Обсуждение: Fix src/test/subscription/t/029_on_error.pl test when wal_debug is enabled

Поиск
Список
Период
Сортировка
Hello, hackers!

Recently I've been building postgres with different cflags and cppflags.
And suddenly on REL_15_STABLE, REL_16_STABLE and master
I faced a failure of a src/test/subscription/t/029_on_error.pl test when
      CPPFLAGS="-DWAL_DEBUG"
and
      printf "wal_debug = on\n" >> "${TEMP_CONFIG}"
(or when both publisher and subscriber or only subscriber are run with wal_debug=on)

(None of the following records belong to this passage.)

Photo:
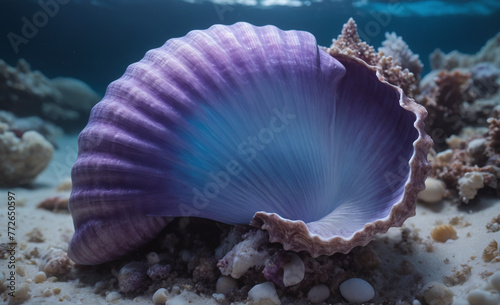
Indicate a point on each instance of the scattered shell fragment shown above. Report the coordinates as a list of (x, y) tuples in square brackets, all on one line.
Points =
[(225, 284), (263, 294), (442, 233), (437, 294), (55, 262), (35, 236), (356, 290), (494, 224), (160, 296), (469, 184), (133, 277), (21, 296), (113, 296), (488, 294), (491, 253), (318, 293), (40, 277), (434, 191), (293, 271)]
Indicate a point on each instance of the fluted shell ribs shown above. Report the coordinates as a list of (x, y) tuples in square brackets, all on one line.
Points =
[(245, 124)]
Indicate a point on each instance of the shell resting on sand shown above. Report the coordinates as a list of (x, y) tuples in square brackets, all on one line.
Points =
[(245, 124)]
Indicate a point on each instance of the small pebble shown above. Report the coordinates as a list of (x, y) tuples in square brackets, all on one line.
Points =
[(225, 284), (21, 270), (132, 277), (437, 294), (153, 258), (264, 293), (434, 191), (47, 293), (357, 290), (219, 297), (40, 277), (483, 297), (293, 271), (160, 296), (318, 293), (113, 296), (22, 295)]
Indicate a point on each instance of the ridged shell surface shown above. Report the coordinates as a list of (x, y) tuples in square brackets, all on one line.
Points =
[(245, 124)]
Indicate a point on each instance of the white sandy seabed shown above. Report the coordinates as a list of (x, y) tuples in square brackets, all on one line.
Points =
[(455, 261)]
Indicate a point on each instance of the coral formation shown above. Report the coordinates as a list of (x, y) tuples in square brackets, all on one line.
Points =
[(23, 157), (394, 46), (348, 43), (29, 93)]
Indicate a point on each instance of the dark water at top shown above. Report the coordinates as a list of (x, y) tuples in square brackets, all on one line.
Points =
[(96, 41)]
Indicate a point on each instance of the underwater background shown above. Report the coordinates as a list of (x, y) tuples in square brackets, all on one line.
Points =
[(96, 40), (57, 57)]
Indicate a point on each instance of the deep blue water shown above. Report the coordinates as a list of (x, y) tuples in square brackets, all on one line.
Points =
[(95, 43)]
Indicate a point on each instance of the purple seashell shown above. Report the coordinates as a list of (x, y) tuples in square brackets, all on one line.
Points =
[(247, 124)]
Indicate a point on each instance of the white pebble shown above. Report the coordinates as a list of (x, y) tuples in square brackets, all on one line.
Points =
[(357, 290), (482, 297), (437, 293), (219, 297), (225, 284), (263, 294), (434, 191), (113, 296), (153, 258), (22, 295), (293, 271), (160, 296), (40, 277), (318, 293), (494, 280)]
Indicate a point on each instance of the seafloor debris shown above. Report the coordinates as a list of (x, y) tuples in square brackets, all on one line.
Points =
[(30, 93), (35, 236), (434, 191), (55, 261), (491, 253), (22, 158), (442, 233), (459, 276), (488, 294), (437, 294), (494, 224)]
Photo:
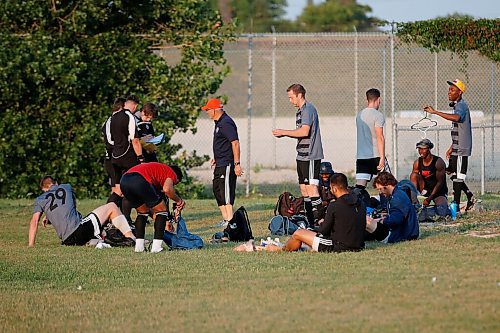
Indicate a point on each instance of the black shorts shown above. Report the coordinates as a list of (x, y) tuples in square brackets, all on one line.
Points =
[(138, 191), (108, 166), (122, 164), (458, 167), (224, 185), (367, 168), (90, 228), (308, 172)]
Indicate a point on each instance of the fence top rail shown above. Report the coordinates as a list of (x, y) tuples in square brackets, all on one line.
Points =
[(441, 127)]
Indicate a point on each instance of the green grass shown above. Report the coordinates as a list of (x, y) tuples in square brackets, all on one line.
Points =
[(384, 288)]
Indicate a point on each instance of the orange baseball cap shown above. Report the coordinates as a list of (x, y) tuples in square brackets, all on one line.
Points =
[(212, 104), (457, 83)]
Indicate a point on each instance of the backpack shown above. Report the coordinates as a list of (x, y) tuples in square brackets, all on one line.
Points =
[(289, 205), (239, 229), (283, 225), (182, 239), (114, 237)]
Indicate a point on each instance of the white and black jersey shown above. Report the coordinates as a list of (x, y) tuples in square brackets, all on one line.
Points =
[(123, 128)]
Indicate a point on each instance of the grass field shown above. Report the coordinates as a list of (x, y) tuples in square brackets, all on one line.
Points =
[(447, 281)]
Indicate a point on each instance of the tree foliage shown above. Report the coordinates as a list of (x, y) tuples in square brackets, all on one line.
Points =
[(63, 62), (336, 16), (458, 35)]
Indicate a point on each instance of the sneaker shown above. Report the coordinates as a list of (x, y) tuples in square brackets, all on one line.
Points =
[(470, 203), (222, 224)]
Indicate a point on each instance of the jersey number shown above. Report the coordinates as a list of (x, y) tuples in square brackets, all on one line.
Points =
[(59, 194)]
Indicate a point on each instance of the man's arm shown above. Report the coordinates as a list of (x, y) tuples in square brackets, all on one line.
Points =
[(448, 116), (300, 132), (235, 145), (379, 133), (33, 228)]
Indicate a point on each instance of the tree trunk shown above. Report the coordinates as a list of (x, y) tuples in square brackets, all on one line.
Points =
[(225, 10)]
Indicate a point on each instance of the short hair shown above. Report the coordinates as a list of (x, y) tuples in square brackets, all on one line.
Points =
[(133, 98), (149, 109), (178, 172), (385, 178), (372, 94), (47, 181), (297, 89), (118, 104), (339, 180)]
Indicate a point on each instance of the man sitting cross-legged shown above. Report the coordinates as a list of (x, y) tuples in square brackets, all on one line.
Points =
[(59, 205), (343, 228)]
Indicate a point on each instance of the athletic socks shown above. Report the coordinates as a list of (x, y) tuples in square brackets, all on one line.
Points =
[(139, 245)]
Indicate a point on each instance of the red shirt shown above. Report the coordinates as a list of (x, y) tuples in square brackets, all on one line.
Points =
[(155, 173)]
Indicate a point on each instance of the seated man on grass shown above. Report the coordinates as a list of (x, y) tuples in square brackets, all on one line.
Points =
[(59, 205), (343, 228), (429, 177), (401, 222)]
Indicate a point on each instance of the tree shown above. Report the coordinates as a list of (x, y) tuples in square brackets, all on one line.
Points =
[(336, 16), (458, 35), (62, 63)]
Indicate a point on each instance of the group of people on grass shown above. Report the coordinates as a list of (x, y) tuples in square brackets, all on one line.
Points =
[(146, 185)]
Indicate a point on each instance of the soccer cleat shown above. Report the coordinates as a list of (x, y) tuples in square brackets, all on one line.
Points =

So I propose a little fix to the test.


Kind regards,
Ian Ilyasov.

Junior Software Developer at Postgres Professional
Вложения

Re: Fix src/test/subscription/t/029_on_error.pl test when wal_debug is enabled

От
Michael Paquier
Дата:
On Tue, May 14, 2024 at 10:22:29AM +0000, Ilyasov Ian wrote:
> Hello, hackers!
>
> Recently I've been building postgres with different cflags and cppflags.
> And suddenly on REL_15_STABLE, REL_16_STABLE and master
> I faced a failure of a src/test/subscription/t/029_on_error.pl test when
>       CPPFLAGS="-DWAL_DEBUG"
> and
>       printf "wal_debug = on\n" >> "${TEMP_CONFIG}"
> (or when both publisher and subscriber or only subscriber are run with wal_debug=on)
>
> So I propose a little fix to the test.

Rather than assuming that the last line is the one to check, wouldn't
it be better to grab the data from the CONTEXT line located just after
the ERROR reporting the primary key violation?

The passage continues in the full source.